Yes, we are being prepared for a great marriage and a great feast. Notice that John too says that “his Bride has made herself ready” and that the Bride, the church, has clothed herself “with fine linen, bright and pure.”

God reaches to us in our brokenness and fallenness. He redeems us by the blood of the Lamb. Then He begins a great work in us, a work that only He can do. He accomplishes this work through the transforming power of the Holy Spirit who is given to His children.

He changes us. He cleanses us. He prepares us.

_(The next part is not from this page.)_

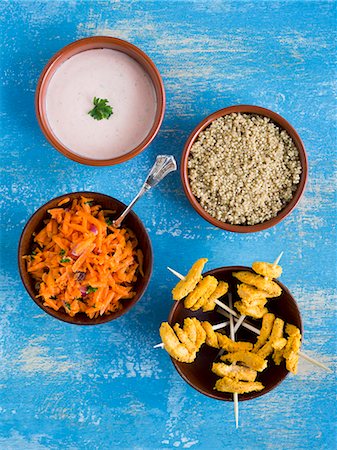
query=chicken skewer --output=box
[153,321,229,348]
[228,294,239,428]
[163,267,332,372]
[234,252,283,333]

Like Rebekah, we begin to become people of character, people whose very lives become a “Hallelujah!” We being to look and sound and act more and more like Jesus, and this not because of any mere effort at mimicry, but rather “naturally,” if you will, “organically” as our nature is changed day by day

We are declared righteous by grace through faith, then we grow into our righteousness.

May we thank God that Abraham did not want Isaac’s bride to be somebody who did not walk with the one true God, somebody who would pull him further and further from true worship and true faith. Rather, Abraham knew that the very survival of his family then and to come throughout the ages hinged on their loving and walking with Yahweh God!

So it was then.

So it is now.

May we show the presence of Jesus in our lives! May we be wholeheartedly committed to Him!

 

[1] Warren Wiersbe, . The Wiersbe Bible Commentary: Old Testament. (Colorado Springs, CO: David C. Cook, 2007), p.89.

[2] Warren Wiersbe, p.90.

[3] Robert Alter, Genesis. (New York, NY: W.W. Norton & Company, 1996), p.116n.20.